NovelToon NovelToon
TRANSMIGRASI : AKU JADI NYAI

TRANSMIGRASI : AKU JADI NYAI

Status: sedang berlangsung
Genre:Fantasi / Mengubah Takdir / Transmigrasi ke Dalam Novel / Transmigrasi / Era Kolonial / Nyai
Popularitas:2.6k
Nilai: 5
Nama Author: Dhanvi Hrieya

Sekar tak pernah menyangka, pertengkaran di hutan demi meneliti tanaman langka berakhir petaka. Ia terpeleset dan kepala belakangnya terbentur batu, tubuhnya terperosok jatuh ke dalam sumur tua yang gelap dan berlumut. Saat membuka mata, ia bukan lagi berada di zamannya—melainkan di tengah era kolonial Belanda. Namun, nasibnya jauh dari kata baik. Sekar justru terbangun sebagai Nyai—gundik seorang petinggi Belanda kejam—yang memiliki nama sama persis dengan dirinya di dunia nyata. Dalam novel yang pernah ia baca, tokoh ini hanya punya satu takdir: disiksa, dipermalukan, dan akhirnya dibunuh oleh istri sah. Panik dan ketakutan mencekik pikirannya. Setiap detik terasa seperti hitungan mundur menuju kematian. Bagaimana caranya Sekar mengubah alur cerita? Apakah ia akan selamat dari kematian?

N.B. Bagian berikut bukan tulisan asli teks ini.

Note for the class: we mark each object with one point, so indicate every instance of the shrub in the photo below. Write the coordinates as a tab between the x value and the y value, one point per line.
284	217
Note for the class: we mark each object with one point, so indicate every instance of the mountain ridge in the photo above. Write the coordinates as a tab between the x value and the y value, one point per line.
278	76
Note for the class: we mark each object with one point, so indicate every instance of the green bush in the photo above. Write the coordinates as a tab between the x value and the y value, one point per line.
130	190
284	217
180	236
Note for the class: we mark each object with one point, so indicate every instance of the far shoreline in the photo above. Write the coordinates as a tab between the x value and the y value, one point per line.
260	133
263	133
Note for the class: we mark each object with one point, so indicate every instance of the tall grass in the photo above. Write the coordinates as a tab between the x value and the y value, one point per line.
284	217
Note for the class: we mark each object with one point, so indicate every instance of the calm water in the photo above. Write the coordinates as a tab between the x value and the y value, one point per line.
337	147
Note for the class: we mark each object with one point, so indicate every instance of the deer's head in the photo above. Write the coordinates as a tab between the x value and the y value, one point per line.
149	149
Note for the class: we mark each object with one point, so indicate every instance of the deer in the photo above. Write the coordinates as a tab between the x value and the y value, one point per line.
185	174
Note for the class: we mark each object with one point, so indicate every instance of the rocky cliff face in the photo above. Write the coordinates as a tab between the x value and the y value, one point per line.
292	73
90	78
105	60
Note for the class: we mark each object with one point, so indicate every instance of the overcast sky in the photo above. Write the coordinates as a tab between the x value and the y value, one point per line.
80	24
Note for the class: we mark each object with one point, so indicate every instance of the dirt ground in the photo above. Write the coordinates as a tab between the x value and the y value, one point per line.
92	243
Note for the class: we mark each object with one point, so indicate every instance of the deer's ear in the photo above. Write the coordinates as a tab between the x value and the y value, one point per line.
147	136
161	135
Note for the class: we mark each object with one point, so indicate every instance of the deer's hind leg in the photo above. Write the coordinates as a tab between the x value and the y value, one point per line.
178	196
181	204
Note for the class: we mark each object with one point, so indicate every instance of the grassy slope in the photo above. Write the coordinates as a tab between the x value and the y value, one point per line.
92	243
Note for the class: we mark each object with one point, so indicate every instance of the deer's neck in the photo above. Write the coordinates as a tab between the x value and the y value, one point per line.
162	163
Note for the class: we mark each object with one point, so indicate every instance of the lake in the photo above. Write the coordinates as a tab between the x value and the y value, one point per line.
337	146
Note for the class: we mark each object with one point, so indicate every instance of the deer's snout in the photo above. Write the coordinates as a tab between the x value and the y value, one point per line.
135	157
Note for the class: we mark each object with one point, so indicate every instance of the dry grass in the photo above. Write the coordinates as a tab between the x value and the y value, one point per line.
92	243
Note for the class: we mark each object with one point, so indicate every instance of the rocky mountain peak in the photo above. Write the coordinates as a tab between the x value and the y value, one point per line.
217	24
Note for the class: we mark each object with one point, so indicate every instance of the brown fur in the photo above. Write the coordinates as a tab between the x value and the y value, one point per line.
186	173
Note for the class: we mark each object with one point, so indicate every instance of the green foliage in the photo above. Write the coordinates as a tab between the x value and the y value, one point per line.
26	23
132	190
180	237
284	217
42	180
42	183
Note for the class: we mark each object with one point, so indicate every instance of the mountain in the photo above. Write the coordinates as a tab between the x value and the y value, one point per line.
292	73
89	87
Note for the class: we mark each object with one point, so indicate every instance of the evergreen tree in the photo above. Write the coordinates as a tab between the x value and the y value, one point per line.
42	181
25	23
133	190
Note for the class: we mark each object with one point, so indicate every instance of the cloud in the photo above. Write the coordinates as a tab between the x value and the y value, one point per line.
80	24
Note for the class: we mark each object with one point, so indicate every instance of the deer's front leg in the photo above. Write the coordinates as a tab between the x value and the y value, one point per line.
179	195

Karya ini diterbitkan atas izin NovelToon Dhanvi Hrieya, isi konten hanyalah pandangan pribadi pembuatnya, tidak mewakili NovelToon sendiri

BAB 1. AKU, TRANSMIGRASI?

^^^September 2025^^^

Rambut hitam leganya dikumpulkan menjadi satu sebelum ditarik tinggi ke atas, diikat kuat. Pencahayaan mentari pagi semakin tinggi bertahta di atas sana, beberapa buku menumpuk di atas meja penginapan.

"Wih, udah rapi aja kamu!" seru gadis berambut sebahu saat ia keluar dari kamar mandi.

Sekar tersenyum lebar, ini hari pertama ia terjun meneliti langsung tanaman langka, yang dikabarkan menjadi tanaman obat untuk segala penyakit kanker. Sebagai tamatan dari agroteknologi, Sekar amat bersemangat. Ada beberapa tim yang bergabung, termasuk tim dari biologi.

"Harus cepat, katanya ada beberapa tim luar negeri juga terjun meneliti. Jika itu mamang terbukti, maka tamanan ini akan diperebutkan untuk diteliti," sahut Sekar dengan manik mata berbinar-binar.

"Ya, ya! Aku tau," balasnya.

Sekar melangkah ke arah tumpukan buku, tak sengaja menyenggol salah satu novel dengan sampul warna gelap. Sekar menunduk dan meraih buku novel dan kembali berdiri tegak, ia mendesah kasar. Sekar termasuk orang yang suka membaca buku, tak terkecuali buku novel. Novel era kolonial di tangannya disarankan oleh salah satu teman online satu komunitas pembaca, yang katanya ada nama tokoh yang sama seperti namanya. Saat ia beli dan baca, Sekar sungguh kecewa dengan alur cerita yang membuat tokoh dengan nama yang sama dengan namanya memiliki sifat bodoh serta cinta uang setalah dilanda patah hati. Pada akhirnya malah mati mengenaskan, karena kesombongan dan kebodohan.

Tepukan di bahu mengalihkan fokus Sekar dari sampul novel ke arah teman satu timnya, gadis berlesung itu ikut melirik novel yang ada di tangan Sekar.

"Kenapa? Ada apa dengan buku novelnya?" tanya Vio penasaran.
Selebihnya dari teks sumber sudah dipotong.